Within half an hour, the post had received 500 likes. Within an hour, this rocketed to 10,000 likes. Then Buzzfeed ran the story, taking a straw poll of their users. Now the internet is creaking under the weight of differing opinions. The original Tumblr post now has over 450,000 likes.

But what’s made it go viral? Well, firstly, let’s face it, it’s an easy debate to take part in and to have an opinion – everyone can join in and no expert knowledge is required, just an opinion – and there’s no shortage of these online!

Most important of all, it’s polarizing – you’re either Team #whiteandgold or Team #blueandblack. The internet loves a good argument and the Internet thrives on strong opinions that can be quickly expressed by one person and rubbished by another. When you have a commenter culture that only supports 140 characters, there’s no room and no time for nuanced debate.

Also, it’s not the image itself that’s gone viral, it’s the divided opinions it provokes. Viral content elicits a really strong emotional reaction in the viewer. The trigger here is disbelief, amazement and shock that people don’t see the world the same way that we do!

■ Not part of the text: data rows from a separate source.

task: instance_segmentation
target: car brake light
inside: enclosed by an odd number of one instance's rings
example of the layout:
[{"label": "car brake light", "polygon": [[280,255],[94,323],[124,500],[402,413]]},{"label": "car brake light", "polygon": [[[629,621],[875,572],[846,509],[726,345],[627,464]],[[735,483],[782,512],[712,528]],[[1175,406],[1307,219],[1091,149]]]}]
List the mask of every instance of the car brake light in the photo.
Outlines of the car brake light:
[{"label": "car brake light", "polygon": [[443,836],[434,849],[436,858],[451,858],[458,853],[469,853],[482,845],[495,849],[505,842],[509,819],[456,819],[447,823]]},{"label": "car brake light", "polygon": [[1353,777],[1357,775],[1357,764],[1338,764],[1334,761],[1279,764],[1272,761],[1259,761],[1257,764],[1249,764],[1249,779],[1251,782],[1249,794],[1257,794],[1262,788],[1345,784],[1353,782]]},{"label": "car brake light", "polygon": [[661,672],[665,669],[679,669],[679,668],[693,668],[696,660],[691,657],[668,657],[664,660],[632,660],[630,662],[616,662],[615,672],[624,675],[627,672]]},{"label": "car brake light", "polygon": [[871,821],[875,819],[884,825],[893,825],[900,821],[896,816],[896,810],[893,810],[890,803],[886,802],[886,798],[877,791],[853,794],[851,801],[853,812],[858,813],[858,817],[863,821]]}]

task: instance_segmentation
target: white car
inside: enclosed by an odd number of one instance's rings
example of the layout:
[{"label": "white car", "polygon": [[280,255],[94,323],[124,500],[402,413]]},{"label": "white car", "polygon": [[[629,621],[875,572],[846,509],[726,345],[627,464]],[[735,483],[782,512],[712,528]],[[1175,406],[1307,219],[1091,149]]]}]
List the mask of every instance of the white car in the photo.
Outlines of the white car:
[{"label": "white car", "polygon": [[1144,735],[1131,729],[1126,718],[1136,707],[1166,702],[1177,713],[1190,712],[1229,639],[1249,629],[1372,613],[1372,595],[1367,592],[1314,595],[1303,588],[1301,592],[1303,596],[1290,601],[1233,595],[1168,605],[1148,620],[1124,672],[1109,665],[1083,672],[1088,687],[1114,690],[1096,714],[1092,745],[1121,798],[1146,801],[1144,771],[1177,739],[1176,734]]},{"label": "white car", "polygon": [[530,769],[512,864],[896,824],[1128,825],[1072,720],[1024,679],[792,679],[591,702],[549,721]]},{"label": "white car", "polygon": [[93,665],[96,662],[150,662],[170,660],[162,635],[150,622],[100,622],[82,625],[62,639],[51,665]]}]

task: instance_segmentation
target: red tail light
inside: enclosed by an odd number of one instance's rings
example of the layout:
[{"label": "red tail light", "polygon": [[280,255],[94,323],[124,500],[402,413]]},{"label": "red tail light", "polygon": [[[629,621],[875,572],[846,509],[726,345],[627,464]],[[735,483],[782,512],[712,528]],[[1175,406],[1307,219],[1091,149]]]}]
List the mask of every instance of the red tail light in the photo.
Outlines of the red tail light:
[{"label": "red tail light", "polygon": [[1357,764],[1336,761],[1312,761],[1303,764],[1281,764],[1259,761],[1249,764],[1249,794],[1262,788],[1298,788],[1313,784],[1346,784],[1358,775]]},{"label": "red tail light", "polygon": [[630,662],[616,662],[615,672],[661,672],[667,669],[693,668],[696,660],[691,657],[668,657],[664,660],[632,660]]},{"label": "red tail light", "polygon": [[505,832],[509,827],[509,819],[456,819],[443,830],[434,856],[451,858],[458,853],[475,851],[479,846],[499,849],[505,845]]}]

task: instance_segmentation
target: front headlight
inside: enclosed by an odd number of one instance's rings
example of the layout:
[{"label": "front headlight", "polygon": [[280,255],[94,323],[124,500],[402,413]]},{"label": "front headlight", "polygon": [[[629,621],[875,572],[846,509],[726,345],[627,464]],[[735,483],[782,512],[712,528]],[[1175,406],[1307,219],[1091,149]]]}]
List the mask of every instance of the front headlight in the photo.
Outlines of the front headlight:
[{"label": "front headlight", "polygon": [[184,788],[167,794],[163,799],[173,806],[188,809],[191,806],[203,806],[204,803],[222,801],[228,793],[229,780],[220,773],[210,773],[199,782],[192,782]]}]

Internet culture and meme culture take an idea and it can spread like wildfire around the world in minutes. Social media is both a global watercooler and an echo chamber. We hear about the latest video or celebrity slip very quickly via Twitter and then we want to take part in the conversation. We have a fear of missing out so we post an opinion or RT an image so we feel that we have our finger on the pulse and are part of a broader conversation.

Then we see the same conversation echoing round and round, often amplified by media outlets wanting to drive traffic to their sites or by celebrities wanting to make themselves seem relevant and relatable to their audiences. So it’s not just about the inherent viral potential of a piece of content that accelerates viral velocity – it’s the extrinsic factors such as what’s going on in the news and commercial interests.

But what’s causing the confusion? Well, sorry to break this to Team #whiteandgold, but the dress is in fact black and blue. Although, apparently, the company behind the dress is now considering a white and gold version.

The confusion is caused by the differences in how our brains process colour. Speaking to Wired, Neuroscientist Bevil Conway said: “What’s happening here is your visual system is looking at this thing, and you’re trying to discount the chromatic bias of the daylight axis. “So people either discount the blue side, in which case they end up seeing white and gold, or discount the gold side, in which case they end up with blue and black.”

Update: The thing with viral phenomena is they tend to be “flash memes”, rising as fast as they fall. Within minutes of Unruly’s Sarah Wood discussing #TheDress on Simon Mayo’s #DriveTime, Leonard Nimoy’s death was announced and the Internet moved swiftly on.